Tim Roth names the biggest regret of his career: “I missed that”
One wouldn’t imagine Tim Roth has too many regrets in his career, after all, not many actors can call themselves genuine Quentin Tarantino favourites, not many can say they’ve been in movies as historic as Selma, Pulp Fiction and Reservoir Dogs, and not many got to turn down the role of Severus Snape in Harry Potter.
But Roth can, which makes it all the more brilliant that, seemingly, the only regret he has in nigh-on 40 years of work for TV and cinema is that he didn’t swear on camera at an Oscars ceremony.
What’s possibly just as surprising, given Roth’s fame and the roles he played in the mid-1990s, is that he wasn’t actually at the 1996 Oscars for a Tarantino film, but instead for ‘Best Supporting Actor’ in Rob Roy, the Liam Neeson-led historical drama about Rob Roy MacGregor, a Scottish outlaw in the 1700s who battled in the Highlands in various conflicts.
It was a star-packed movie that included John Hurt alongside Neeson and Roth, but it was without doubt the latter man who got the most attention for his role as Archibald Cunningham, the aristocrat fleeing England to escape legal troubles. Roth won a Bafta and a Golden Globe nomination to go with his Oscar recognition and was only beaten to Academy glory by Kevin Spacey for his amazing turn as Keyser Soze in The Usual Suspects.
When the big moment came, Roth took it in the spirit that most beaten actors at the Oscars do, but it wasn’t what one of his co-stars in Pulp Fiction had hoped for, as Roth revealed to James Corden on his chat show.

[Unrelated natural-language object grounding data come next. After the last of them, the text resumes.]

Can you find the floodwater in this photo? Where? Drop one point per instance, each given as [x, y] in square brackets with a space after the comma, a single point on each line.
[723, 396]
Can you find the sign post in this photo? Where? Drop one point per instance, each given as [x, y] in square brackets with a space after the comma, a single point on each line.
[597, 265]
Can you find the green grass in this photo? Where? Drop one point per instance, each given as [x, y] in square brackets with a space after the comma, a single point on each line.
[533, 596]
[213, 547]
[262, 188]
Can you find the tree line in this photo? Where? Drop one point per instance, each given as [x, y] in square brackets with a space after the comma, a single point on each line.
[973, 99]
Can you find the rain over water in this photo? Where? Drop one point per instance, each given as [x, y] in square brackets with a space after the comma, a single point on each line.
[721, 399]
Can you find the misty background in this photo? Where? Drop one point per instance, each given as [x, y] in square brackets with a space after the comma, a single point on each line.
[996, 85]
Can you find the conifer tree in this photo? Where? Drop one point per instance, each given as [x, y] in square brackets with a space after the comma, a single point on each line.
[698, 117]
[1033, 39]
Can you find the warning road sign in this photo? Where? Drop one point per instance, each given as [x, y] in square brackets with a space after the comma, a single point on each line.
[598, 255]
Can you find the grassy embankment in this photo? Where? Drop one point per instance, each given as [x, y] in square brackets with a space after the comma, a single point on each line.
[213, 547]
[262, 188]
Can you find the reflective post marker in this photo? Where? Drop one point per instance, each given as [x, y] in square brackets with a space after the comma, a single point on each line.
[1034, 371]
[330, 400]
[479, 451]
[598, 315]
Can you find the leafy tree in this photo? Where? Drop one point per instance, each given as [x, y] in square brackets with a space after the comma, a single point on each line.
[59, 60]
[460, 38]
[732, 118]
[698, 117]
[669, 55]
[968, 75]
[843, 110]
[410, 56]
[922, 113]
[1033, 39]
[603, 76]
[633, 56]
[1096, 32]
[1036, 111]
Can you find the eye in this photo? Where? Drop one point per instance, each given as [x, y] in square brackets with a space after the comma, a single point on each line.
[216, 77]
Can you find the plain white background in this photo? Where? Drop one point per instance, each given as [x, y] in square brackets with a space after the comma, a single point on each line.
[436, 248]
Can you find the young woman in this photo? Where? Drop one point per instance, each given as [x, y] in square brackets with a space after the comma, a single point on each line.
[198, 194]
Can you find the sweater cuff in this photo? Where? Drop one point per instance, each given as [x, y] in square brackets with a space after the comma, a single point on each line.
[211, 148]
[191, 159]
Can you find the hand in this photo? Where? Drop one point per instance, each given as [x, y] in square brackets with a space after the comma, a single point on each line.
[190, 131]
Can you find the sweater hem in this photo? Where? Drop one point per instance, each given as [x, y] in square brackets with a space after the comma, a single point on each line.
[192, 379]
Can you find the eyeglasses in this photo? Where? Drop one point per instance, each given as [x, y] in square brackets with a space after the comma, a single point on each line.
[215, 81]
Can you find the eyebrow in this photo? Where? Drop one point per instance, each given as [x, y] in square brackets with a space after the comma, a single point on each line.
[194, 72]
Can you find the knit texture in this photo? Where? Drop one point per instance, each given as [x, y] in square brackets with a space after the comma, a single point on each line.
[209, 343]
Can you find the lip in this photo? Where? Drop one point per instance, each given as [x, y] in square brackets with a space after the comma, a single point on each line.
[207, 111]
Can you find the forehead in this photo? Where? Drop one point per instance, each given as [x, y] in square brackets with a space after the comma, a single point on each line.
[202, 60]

He said: “I’m sitting there and just before it comes up, Sam Jackson turns around at me and says, ‘Now, Tim. When you lose, say ‘Motherfucker!’ I missed that, and I always regretted that.”

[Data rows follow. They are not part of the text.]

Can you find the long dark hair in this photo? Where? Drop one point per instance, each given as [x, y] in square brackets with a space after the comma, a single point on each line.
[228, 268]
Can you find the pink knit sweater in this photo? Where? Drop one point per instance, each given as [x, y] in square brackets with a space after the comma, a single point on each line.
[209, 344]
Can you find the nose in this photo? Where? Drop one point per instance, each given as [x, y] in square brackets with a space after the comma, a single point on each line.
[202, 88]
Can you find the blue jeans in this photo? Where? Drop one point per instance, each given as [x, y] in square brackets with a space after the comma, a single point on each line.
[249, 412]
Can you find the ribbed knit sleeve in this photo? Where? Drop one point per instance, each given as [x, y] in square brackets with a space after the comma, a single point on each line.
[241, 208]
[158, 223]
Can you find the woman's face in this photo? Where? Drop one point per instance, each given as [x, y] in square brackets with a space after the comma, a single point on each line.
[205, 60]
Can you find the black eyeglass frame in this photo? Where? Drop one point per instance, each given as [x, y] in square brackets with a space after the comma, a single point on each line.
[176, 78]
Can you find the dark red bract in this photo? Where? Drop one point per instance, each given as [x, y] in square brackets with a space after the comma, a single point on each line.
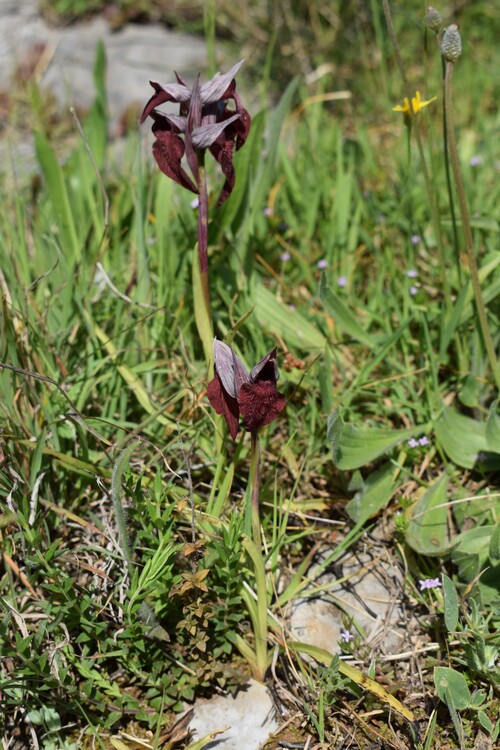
[234, 391]
[204, 122]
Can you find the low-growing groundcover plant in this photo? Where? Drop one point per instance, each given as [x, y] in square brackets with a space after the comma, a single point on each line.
[148, 558]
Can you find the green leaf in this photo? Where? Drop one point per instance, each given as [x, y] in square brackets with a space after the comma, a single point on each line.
[377, 490]
[344, 318]
[450, 604]
[354, 447]
[427, 531]
[494, 548]
[60, 202]
[462, 438]
[293, 327]
[451, 686]
[493, 428]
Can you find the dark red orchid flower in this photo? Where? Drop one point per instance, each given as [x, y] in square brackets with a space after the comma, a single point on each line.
[204, 122]
[234, 391]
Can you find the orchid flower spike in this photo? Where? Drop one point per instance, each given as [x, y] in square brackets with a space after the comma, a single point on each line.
[204, 122]
[234, 391]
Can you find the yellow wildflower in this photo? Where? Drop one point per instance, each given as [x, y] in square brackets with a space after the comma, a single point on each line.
[416, 104]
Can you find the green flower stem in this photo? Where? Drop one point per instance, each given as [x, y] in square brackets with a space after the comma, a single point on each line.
[203, 234]
[418, 136]
[448, 185]
[255, 487]
[464, 213]
[201, 287]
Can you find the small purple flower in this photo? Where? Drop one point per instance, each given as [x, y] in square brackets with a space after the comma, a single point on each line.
[346, 636]
[429, 583]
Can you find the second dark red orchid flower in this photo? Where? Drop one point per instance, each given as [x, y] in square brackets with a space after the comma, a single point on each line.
[204, 122]
[234, 391]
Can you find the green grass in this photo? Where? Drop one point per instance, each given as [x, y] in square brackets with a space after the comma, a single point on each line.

So not only did Samuel L Jackson seem convinced that his mate wouldn’t win the Oscar (which was, in fairness, correct), he also tried to get him in a world of trouble. Nice. Luckily, Roth is a well-behaved British chap and so reacted to his disappointment far more demurely and with the correct amount of grace and goodwill.
Of course, missing out did Roth’s career no harm whatsoever, and he continued to make big movies and TV shows over the next 30 years, including Woody Allen’s Everyone Says I Love You, Gridlock’d with Tupac Shakur, and the Twin Peaks reboot in 2017.

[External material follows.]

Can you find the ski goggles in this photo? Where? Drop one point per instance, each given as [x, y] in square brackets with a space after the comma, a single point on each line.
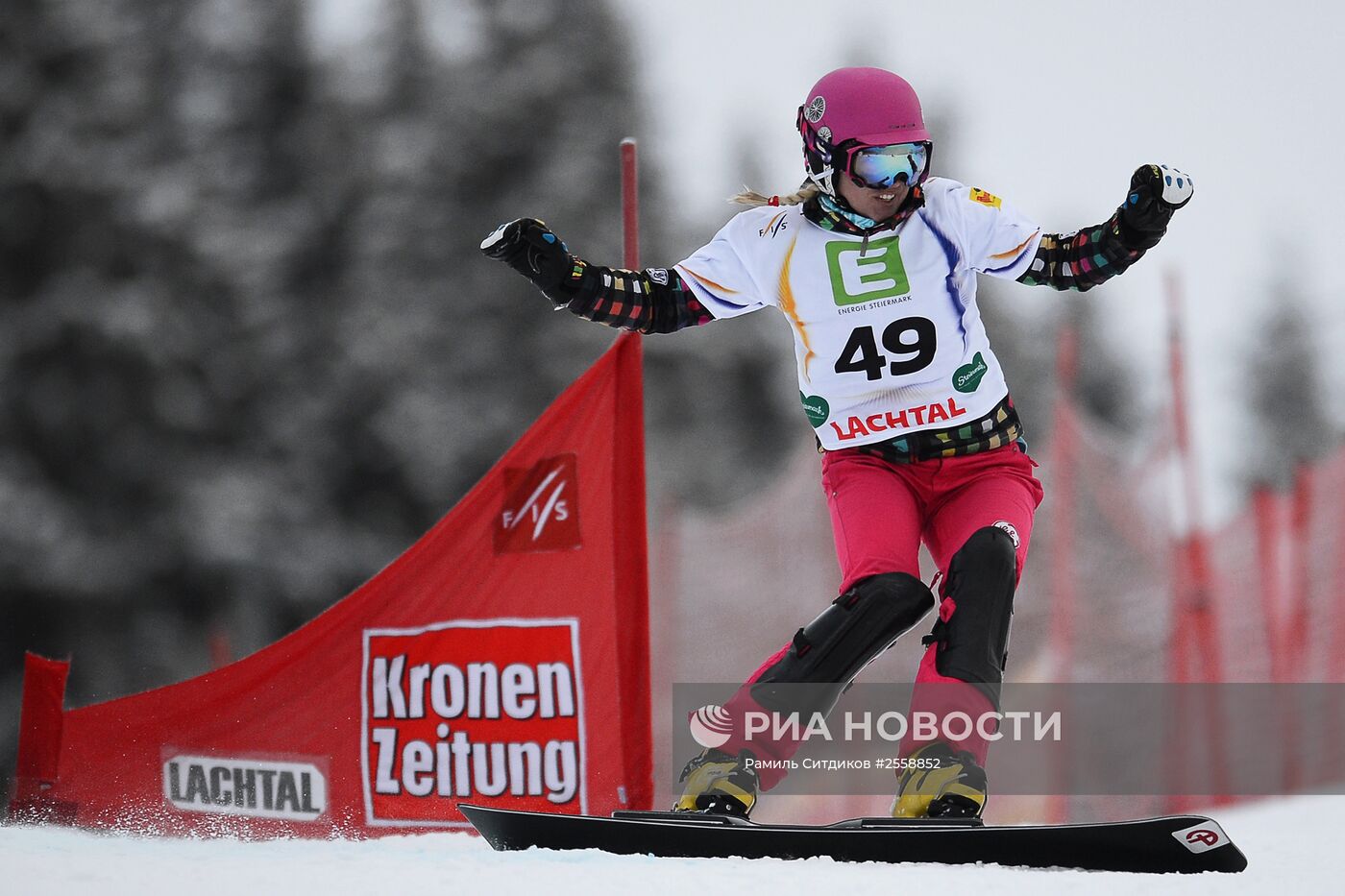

He’s also going to be in the Peaky Blinders movie, The Immortal Man, which’s got a lot of people very excited and will bring back Cillian Murphy alongside Stephen Graham and Rebecca Ferguson.
It has been penned by Steven Knight, the British screenwriter behind House of Gucci and SAS: Rogue Heroes, who will also write the 26th James Bond film, to be directed by Denis Villeneuve.
Filming actually wrapped on The Immortal Man a year ago at the end of December 2024, but a release date hasn’t yet been set by Netflix. Roth, meanwhile, is currently appearing alongside Slow Horses star Jack Lowden in an action thriller called Tornado, which is not, as you might assume, a film along the lines of Twister.
Instead, it’s a story set in the 18th century about a Japanese puppeteer travelling with his daughter, doing shows in Scotland, when they get caught up with a vicious organised crime gang led by Roth.